Flüchtling aus Syrien repariert in Bremen Geräte – kostenlos und nachhaltig
Winfried JunkFlüchtling aus Syrien repariert in Bremen Geräte – kostenlos und nachhaltig
Ein ehemaliger Elektroniker aus Syrien hilft nun Anwohnern in Bremen, kaputte Geräte zu reparieren. Karem Hasan betreibt im Stadtteil Neue Vahr, hinter der Heilig-Geist-Kirche, ein kostenloses Reparaturcafé. Mit seiner Initiative will er Müll vermeiden und Nachhaltigkeit in der Gemeinschaft fördern.
Hasan floh 2018 aus Syrien, wo er als Elektroniker und Berufsschullehrer in Damaskus gearbeitet hatte. In Bremen fand er eine neue Heimat, erwarb die deutsche Staatsbürgerschaft und eröffnete das Reparaturcafé bereits acht Monate später. Die Werkstatt hat jeden Samstagmorgen sowie an Werktagen nach Feierabend geöffnet.
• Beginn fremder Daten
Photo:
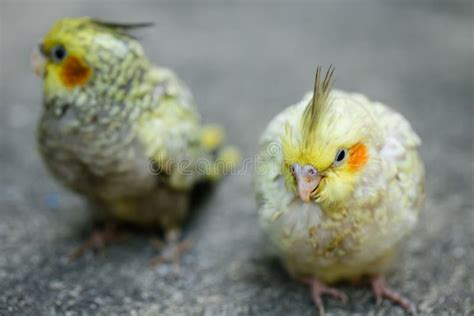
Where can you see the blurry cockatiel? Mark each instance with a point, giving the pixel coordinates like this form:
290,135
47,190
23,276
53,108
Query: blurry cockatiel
339,184
119,130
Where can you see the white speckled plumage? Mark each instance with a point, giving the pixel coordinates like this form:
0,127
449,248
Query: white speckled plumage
354,236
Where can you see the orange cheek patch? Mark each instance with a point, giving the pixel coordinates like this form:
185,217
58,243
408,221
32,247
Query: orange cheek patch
358,157
74,72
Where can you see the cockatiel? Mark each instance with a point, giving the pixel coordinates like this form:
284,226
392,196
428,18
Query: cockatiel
339,185
120,131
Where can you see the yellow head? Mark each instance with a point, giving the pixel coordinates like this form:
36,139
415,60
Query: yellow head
328,151
79,52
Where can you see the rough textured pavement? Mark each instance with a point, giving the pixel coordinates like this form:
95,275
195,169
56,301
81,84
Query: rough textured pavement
245,62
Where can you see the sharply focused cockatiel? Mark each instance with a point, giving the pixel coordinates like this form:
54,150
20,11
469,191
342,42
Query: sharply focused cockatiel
339,185
120,131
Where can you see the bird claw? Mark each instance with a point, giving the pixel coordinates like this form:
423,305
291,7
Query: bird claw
318,289
98,240
381,290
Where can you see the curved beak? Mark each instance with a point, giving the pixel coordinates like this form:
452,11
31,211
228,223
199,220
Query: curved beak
38,62
307,179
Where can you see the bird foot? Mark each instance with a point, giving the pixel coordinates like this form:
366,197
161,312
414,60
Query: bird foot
381,290
318,289
171,249
98,240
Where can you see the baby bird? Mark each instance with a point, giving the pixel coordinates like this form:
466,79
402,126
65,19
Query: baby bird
339,185
120,131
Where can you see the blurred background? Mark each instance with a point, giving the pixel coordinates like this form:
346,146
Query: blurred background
245,61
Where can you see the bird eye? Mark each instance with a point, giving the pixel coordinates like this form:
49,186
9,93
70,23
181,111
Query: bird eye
58,53
340,156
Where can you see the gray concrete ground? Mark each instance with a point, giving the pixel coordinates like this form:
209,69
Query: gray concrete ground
245,61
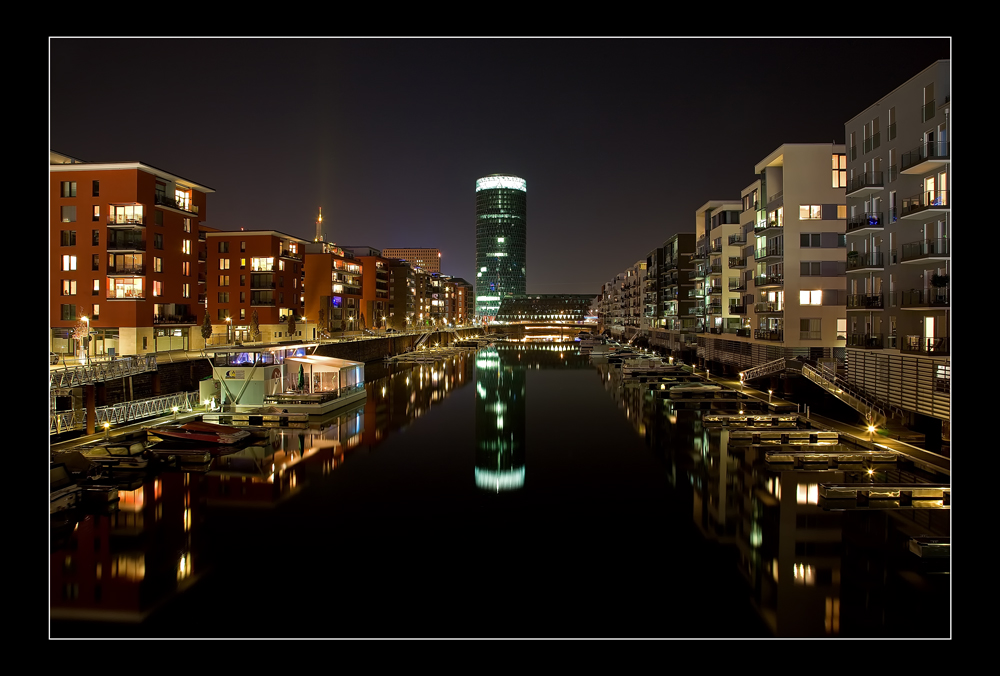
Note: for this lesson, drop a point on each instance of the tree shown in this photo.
(206, 328)
(254, 327)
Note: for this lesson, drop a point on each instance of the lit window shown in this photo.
(810, 212)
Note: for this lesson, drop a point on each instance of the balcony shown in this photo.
(174, 319)
(865, 301)
(768, 334)
(865, 223)
(927, 250)
(925, 158)
(927, 203)
(769, 252)
(126, 245)
(865, 184)
(769, 280)
(859, 261)
(126, 270)
(164, 201)
(931, 299)
(126, 223)
(866, 341)
(934, 347)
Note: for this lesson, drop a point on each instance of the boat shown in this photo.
(200, 432)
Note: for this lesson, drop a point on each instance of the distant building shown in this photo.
(899, 246)
(501, 241)
(428, 260)
(135, 271)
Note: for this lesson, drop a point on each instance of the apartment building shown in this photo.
(254, 271)
(789, 278)
(334, 290)
(898, 246)
(425, 259)
(133, 273)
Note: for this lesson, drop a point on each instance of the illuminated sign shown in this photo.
(492, 182)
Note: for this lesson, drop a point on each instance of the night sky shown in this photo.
(619, 140)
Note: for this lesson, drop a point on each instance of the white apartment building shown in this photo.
(898, 241)
(787, 259)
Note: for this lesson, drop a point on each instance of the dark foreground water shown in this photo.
(520, 491)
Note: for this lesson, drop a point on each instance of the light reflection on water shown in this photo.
(391, 493)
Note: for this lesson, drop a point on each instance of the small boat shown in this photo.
(200, 432)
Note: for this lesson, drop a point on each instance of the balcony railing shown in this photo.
(126, 270)
(937, 347)
(932, 298)
(768, 334)
(867, 341)
(860, 261)
(865, 301)
(166, 201)
(768, 252)
(126, 245)
(933, 152)
(928, 248)
(868, 181)
(929, 200)
(864, 221)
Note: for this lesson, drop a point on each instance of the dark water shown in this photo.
(519, 491)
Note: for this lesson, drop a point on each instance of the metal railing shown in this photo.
(119, 414)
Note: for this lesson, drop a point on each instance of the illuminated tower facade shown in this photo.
(501, 241)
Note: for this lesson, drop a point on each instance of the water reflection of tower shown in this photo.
(500, 421)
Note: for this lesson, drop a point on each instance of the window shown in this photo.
(809, 329)
(810, 212)
(840, 168)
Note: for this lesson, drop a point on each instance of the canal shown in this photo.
(518, 491)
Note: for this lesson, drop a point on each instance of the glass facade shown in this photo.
(501, 241)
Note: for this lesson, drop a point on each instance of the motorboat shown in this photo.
(200, 433)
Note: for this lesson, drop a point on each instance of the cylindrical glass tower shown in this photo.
(501, 241)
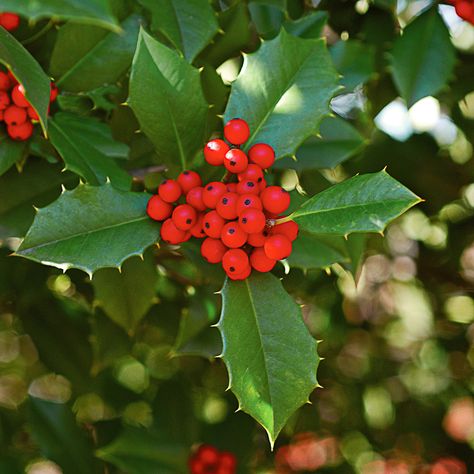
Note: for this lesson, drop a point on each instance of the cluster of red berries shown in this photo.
(9, 21)
(208, 460)
(15, 110)
(236, 217)
(464, 9)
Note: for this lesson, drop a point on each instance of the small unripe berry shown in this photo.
(233, 235)
(260, 261)
(184, 217)
(169, 190)
(214, 152)
(236, 161)
(189, 180)
(277, 247)
(158, 209)
(262, 155)
(275, 199)
(236, 131)
(213, 250)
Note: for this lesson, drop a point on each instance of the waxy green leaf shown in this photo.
(269, 353)
(89, 228)
(283, 91)
(28, 72)
(365, 203)
(167, 99)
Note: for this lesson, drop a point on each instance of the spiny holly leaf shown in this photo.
(167, 98)
(127, 295)
(28, 72)
(270, 374)
(86, 57)
(89, 228)
(283, 91)
(95, 12)
(188, 24)
(365, 203)
(423, 57)
(87, 148)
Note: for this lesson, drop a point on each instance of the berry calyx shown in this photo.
(236, 131)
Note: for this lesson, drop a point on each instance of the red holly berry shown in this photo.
(20, 132)
(169, 190)
(213, 224)
(9, 21)
(275, 199)
(252, 220)
(18, 96)
(184, 216)
(14, 115)
(235, 261)
(236, 161)
(213, 250)
(262, 155)
(189, 180)
(214, 152)
(158, 209)
(227, 206)
(212, 193)
(260, 261)
(277, 247)
(233, 235)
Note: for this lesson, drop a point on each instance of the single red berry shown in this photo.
(214, 152)
(20, 132)
(275, 199)
(213, 250)
(14, 115)
(194, 198)
(277, 247)
(248, 187)
(9, 21)
(4, 100)
(5, 83)
(227, 206)
(236, 131)
(260, 261)
(18, 96)
(262, 155)
(158, 209)
(212, 193)
(184, 216)
(169, 190)
(289, 229)
(236, 161)
(233, 235)
(252, 220)
(235, 261)
(189, 180)
(171, 234)
(213, 224)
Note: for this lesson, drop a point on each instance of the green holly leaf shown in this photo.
(88, 149)
(364, 203)
(167, 98)
(27, 71)
(127, 295)
(89, 228)
(189, 25)
(86, 57)
(338, 142)
(270, 375)
(423, 57)
(95, 12)
(283, 91)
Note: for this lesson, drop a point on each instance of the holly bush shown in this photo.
(120, 353)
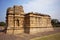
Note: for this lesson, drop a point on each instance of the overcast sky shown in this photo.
(50, 7)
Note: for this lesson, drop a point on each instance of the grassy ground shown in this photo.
(49, 37)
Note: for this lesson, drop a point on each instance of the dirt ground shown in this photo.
(24, 36)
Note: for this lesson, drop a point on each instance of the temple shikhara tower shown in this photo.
(20, 22)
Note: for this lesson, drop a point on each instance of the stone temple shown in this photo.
(30, 23)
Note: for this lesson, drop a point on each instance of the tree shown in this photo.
(2, 23)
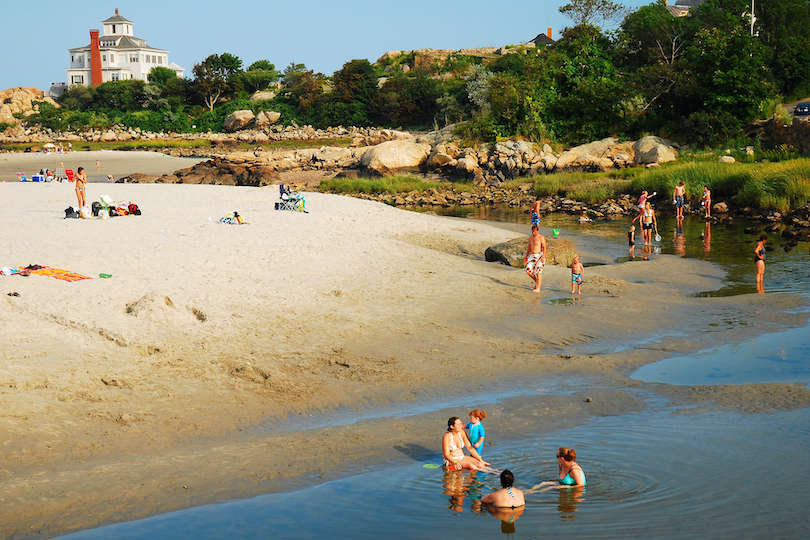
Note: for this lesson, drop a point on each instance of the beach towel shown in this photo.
(64, 275)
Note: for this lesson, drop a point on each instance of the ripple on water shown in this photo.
(651, 475)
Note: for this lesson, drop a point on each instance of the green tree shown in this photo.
(355, 81)
(259, 76)
(215, 77)
(783, 28)
(593, 12)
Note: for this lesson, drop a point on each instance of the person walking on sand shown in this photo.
(536, 212)
(759, 262)
(535, 258)
(577, 270)
(81, 182)
(677, 198)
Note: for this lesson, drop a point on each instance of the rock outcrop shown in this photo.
(394, 157)
(20, 100)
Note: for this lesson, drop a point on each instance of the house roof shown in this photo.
(116, 18)
(543, 39)
(124, 43)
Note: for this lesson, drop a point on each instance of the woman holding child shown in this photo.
(453, 444)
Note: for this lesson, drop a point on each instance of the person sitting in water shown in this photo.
(570, 473)
(453, 443)
(507, 496)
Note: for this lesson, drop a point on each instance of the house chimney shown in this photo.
(95, 58)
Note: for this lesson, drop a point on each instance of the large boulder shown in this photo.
(238, 120)
(394, 157)
(652, 149)
(560, 252)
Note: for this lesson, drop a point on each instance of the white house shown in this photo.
(116, 55)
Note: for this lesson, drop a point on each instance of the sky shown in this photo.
(323, 34)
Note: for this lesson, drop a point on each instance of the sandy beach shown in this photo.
(190, 375)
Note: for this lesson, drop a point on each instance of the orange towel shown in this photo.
(64, 275)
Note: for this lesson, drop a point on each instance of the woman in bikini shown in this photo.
(570, 473)
(647, 220)
(81, 182)
(759, 262)
(453, 443)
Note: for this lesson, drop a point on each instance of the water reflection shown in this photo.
(569, 498)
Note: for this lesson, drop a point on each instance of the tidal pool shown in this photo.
(666, 474)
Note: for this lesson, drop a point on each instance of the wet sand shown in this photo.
(211, 365)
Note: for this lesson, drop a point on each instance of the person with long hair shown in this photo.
(453, 443)
(759, 262)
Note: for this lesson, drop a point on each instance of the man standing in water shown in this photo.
(677, 198)
(535, 258)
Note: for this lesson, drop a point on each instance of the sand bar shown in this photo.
(180, 380)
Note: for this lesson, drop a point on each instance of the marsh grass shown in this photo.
(393, 184)
(590, 188)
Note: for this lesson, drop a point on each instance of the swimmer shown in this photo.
(577, 270)
(677, 199)
(507, 496)
(759, 262)
(453, 443)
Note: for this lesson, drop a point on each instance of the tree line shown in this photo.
(700, 78)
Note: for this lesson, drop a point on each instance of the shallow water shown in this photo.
(778, 357)
(723, 244)
(659, 474)
(665, 473)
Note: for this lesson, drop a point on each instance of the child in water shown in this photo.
(476, 429)
(576, 275)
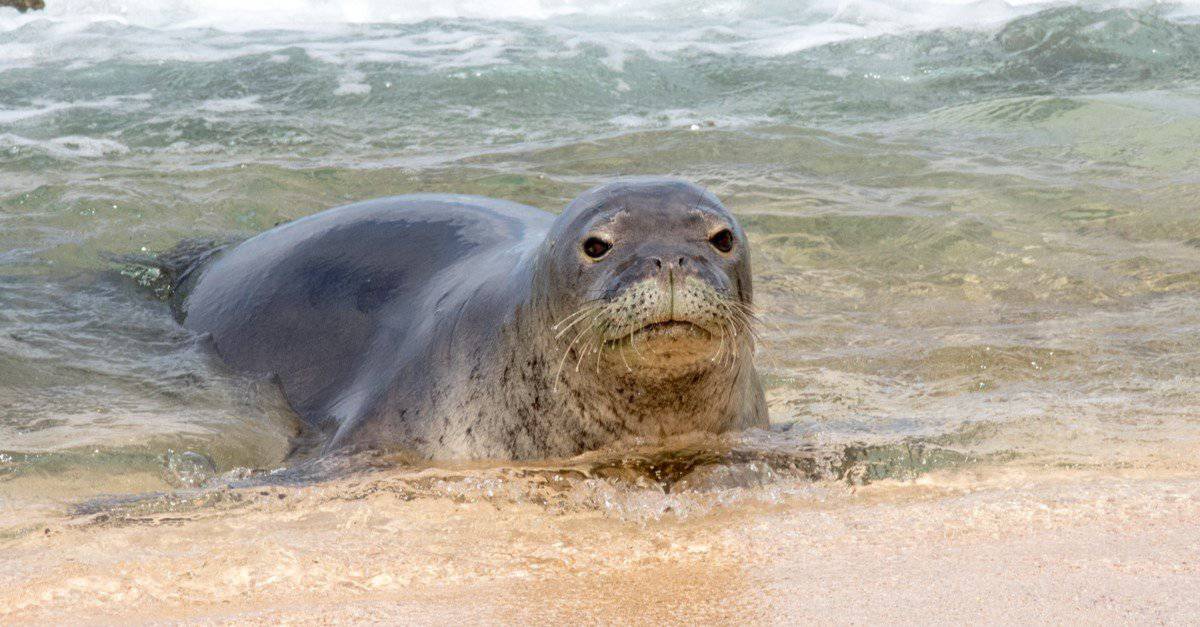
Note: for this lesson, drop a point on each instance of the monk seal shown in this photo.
(460, 327)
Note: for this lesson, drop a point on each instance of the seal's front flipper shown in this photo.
(169, 274)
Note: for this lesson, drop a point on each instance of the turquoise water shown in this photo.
(975, 224)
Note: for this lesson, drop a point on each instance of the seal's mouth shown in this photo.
(671, 329)
(666, 332)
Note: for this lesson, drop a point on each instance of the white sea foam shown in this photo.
(65, 147)
(777, 27)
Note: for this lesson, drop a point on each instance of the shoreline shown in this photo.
(994, 544)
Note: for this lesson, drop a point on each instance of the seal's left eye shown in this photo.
(723, 240)
(595, 248)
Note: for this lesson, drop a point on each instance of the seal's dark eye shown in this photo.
(723, 240)
(595, 248)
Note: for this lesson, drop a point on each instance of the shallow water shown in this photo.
(976, 236)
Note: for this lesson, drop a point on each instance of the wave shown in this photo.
(780, 27)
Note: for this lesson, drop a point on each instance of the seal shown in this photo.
(460, 327)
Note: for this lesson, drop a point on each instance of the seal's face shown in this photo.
(659, 276)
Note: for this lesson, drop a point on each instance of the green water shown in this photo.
(984, 240)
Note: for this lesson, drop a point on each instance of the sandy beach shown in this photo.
(997, 545)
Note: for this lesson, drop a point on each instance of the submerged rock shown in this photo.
(24, 5)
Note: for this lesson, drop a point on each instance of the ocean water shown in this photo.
(976, 226)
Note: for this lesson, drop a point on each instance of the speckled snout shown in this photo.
(663, 298)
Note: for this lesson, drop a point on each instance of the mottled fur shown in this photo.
(504, 339)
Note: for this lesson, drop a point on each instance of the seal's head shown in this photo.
(653, 278)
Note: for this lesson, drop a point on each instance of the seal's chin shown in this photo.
(671, 345)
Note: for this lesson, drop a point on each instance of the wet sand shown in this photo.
(1008, 544)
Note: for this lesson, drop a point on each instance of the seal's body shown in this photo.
(466, 327)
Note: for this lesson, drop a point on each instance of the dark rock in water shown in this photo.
(24, 5)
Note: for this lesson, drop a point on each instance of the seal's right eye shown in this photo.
(595, 248)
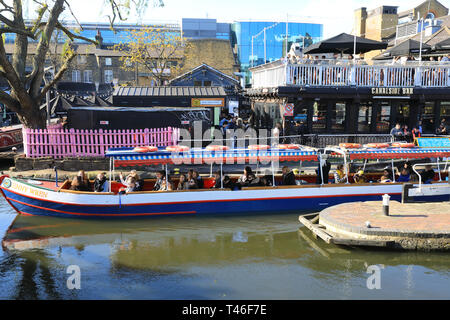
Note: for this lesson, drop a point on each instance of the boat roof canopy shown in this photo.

Im Café repariert Hasan Geräte ohne Arbeitskosten. Falls Ersatzteile benötigt werden, bringen die Besucher diese selbst mit oder erhalten Hilfe bei der Bestellung. Seine Frau, Reham Alsalti, und ein Praktikant namens Andrii unterstützen ihn bei den Reparaturen. Seit Dezember 2024 ist Hasan zudem Mitglied der SPD – ein Zeichen für seine wachsende Verbundenheit mit der lokalen Gemeinschaft.
Bald wird ihn eine neue EU-Gesetzgebung unterstützen: Ab Juli verpflichtet das „Recht auf Reparatur“ Hersteller, Produkte so zu gestalten, dass sie leichter zu reparieren sind. Hasan sieht darin eine Chance, sein Engagement auszubauen und Elektroschrott weiter zu reduzieren.
Eine Rückkehr nach Syrien kommt für Hasan nicht infrage – dort fehle es an grundlegender Infrastruktur, sagt er. Seine Priorität liegt auf dem Reparaturcafé und dessen Rolle für mehr Nachhaltigkeit. Die anstehende Gesetzgebung wird seine Arbeit voraussichtlich noch wirksamer machen – zum Nutzen der Umwelt und der Bremer Bevölkerung.